6) Once I spray, I'll use a screwdriver or similar to transfer the sprayed box to the toaster over rack, by putting the screwdriver through a pre-drilled hole.


----------



## keto (May 23, 2006)

Old cutoff ends of 2x4's, maybe 4-5" long, make great stands for painting pedal boxes - as long as the ends of the 2x4 piece are cut reasonably square.


I use an old lamp for drying paint if I want to hurry things along a bit, never did come across a toaster oven to use.


----------



## Jeff B. (Feb 20, 2010)

zurn said:


> Indeed, do you usally just crank to heat to max or does it depend on the solder size?


 I've never had it cranked to the max.
I use .032" solder. Usually 63/37 when I can get it or 60/40 solder somewhere between 600 and 700 degrees works well for me for amps and pedals with the way I solder. 
YMMV though. Find a setting that works best for you. More heat = increased risk of heat damage and lifted pads and traces.
The Weller tips will last a very, very long time.
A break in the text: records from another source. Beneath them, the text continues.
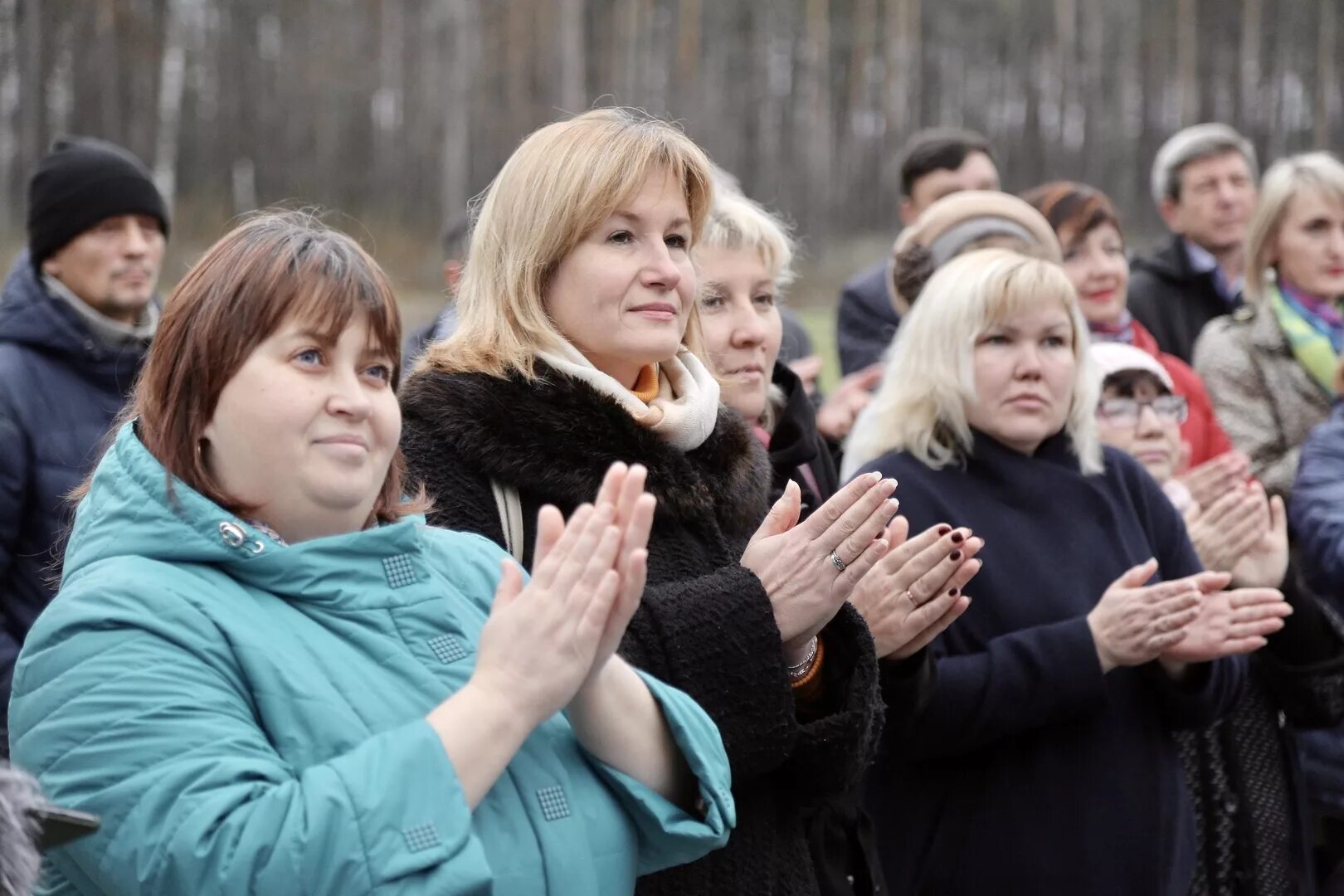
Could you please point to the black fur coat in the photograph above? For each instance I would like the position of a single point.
(704, 625)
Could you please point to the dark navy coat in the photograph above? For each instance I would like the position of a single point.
(1027, 770)
(867, 320)
(60, 391)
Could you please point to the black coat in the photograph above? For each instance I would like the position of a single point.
(796, 442)
(60, 391)
(1174, 299)
(867, 320)
(1250, 805)
(704, 625)
(1027, 770)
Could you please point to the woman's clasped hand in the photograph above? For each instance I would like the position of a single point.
(548, 638)
(1190, 620)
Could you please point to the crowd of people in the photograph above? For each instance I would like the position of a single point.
(587, 587)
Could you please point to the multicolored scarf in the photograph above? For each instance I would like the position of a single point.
(1313, 329)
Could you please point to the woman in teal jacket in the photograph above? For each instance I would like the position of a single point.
(265, 674)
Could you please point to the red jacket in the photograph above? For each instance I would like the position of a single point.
(1200, 430)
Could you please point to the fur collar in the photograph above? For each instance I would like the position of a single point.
(557, 437)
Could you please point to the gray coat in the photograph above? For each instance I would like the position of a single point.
(1264, 398)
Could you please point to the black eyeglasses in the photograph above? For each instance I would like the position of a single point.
(1125, 411)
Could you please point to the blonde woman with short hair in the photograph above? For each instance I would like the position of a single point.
(1042, 758)
(1269, 367)
(576, 309)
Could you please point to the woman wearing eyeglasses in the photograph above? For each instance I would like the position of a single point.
(1242, 770)
(1093, 249)
(1239, 533)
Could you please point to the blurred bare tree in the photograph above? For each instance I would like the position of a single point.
(399, 110)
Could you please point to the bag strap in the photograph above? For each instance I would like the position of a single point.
(509, 507)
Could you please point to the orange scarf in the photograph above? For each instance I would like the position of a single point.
(647, 383)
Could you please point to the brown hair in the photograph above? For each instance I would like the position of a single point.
(562, 182)
(1073, 210)
(275, 266)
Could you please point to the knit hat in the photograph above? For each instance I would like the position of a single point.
(1113, 358)
(80, 183)
(951, 225)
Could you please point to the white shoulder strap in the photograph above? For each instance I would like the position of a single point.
(511, 518)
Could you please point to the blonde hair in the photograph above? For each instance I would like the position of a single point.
(737, 222)
(1320, 173)
(559, 184)
(929, 379)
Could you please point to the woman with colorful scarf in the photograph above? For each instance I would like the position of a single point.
(1269, 367)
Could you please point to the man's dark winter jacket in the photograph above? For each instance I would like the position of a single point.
(60, 392)
(867, 320)
(796, 444)
(704, 624)
(1250, 805)
(1172, 299)
(1027, 770)
(1316, 514)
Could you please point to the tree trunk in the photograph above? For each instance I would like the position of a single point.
(1327, 80)
(1249, 86)
(173, 78)
(464, 30)
(1187, 56)
(572, 82)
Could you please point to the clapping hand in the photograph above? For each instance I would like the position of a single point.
(917, 590)
(544, 640)
(1211, 480)
(810, 570)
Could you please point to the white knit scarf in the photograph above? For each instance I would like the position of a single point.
(687, 405)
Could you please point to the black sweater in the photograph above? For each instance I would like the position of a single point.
(704, 624)
(1029, 772)
(796, 444)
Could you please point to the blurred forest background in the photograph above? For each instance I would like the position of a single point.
(398, 112)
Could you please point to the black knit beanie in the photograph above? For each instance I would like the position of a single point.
(80, 183)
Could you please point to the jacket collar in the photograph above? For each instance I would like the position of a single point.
(30, 317)
(795, 438)
(555, 437)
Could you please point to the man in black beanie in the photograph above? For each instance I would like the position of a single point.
(77, 314)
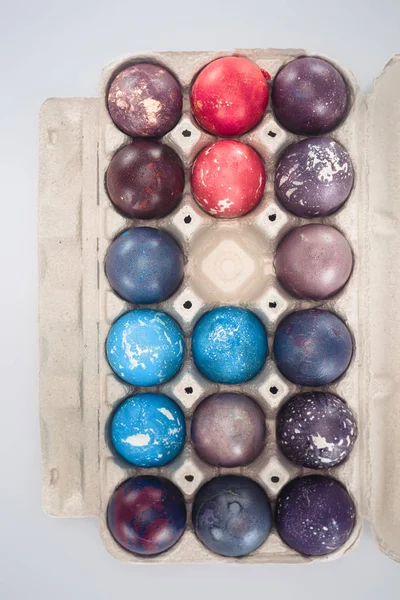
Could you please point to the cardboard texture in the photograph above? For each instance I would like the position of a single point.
(77, 222)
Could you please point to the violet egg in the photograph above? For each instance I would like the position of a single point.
(145, 100)
(314, 177)
(313, 261)
(314, 515)
(228, 430)
(309, 96)
(312, 347)
(316, 430)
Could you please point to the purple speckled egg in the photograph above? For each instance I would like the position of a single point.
(312, 347)
(228, 430)
(313, 261)
(315, 515)
(145, 100)
(309, 96)
(314, 177)
(316, 430)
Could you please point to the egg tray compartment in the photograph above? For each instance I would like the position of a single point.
(231, 261)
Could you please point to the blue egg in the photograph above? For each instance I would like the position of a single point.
(144, 265)
(229, 345)
(145, 347)
(148, 430)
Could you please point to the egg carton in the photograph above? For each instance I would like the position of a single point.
(228, 262)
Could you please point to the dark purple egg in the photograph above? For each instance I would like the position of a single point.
(144, 265)
(232, 515)
(145, 179)
(314, 515)
(228, 430)
(313, 261)
(146, 514)
(145, 100)
(314, 177)
(309, 96)
(316, 430)
(312, 347)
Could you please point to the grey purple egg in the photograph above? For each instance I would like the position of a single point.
(314, 177)
(313, 261)
(316, 430)
(312, 347)
(145, 100)
(232, 515)
(309, 96)
(315, 515)
(228, 430)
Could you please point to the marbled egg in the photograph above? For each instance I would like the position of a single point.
(228, 429)
(145, 347)
(229, 345)
(315, 515)
(145, 179)
(316, 430)
(148, 430)
(231, 515)
(144, 265)
(314, 177)
(146, 515)
(145, 100)
(309, 96)
(313, 261)
(312, 347)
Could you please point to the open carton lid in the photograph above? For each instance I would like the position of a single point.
(379, 304)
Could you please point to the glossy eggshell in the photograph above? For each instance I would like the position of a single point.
(309, 96)
(146, 515)
(313, 261)
(231, 515)
(315, 515)
(145, 100)
(229, 345)
(314, 177)
(144, 265)
(312, 347)
(145, 347)
(145, 179)
(228, 179)
(148, 430)
(229, 96)
(316, 430)
(228, 430)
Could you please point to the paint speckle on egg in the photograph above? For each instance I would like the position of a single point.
(316, 430)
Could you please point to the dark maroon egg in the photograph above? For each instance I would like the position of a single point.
(316, 430)
(313, 261)
(315, 515)
(314, 177)
(312, 347)
(145, 179)
(228, 430)
(145, 100)
(309, 96)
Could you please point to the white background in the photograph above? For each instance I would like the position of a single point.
(51, 48)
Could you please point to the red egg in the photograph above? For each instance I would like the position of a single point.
(228, 179)
(229, 96)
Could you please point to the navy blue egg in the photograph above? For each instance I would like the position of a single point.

+1 on a toaster over at the temp range Mark mentioned. I keep mine at 175. Rustoleum Painters Touch is a good paint with a wide selection of colours. 
Rustoleum Painter's Touch paint and Krylon clear gloss or triple glaze go very well together.


----------



## keto (May 23, 2006)

I also have the exact same solder station. For a couple of years, I used it *just past noon*, about 62 ish on the heat dial. It worked well, but I cooked a couple of guitar pots doing rewiring, because that wasn't *quite* hot enough and I held the iron on the back of the pot too long, cooking the guts. So, I recently took it up a bit, to about 67 (if yours is marked like mine in increments of 5, so just past 65) and that works well for both pedal building and for doing guitar rewiring.

Also, get ye one of these http://www.active123.com/900242-Solder-Tip-Cleaner-Prodview.html or similar for cleaning the iron tip and use it frequently, I use it just after I do every joint.


----------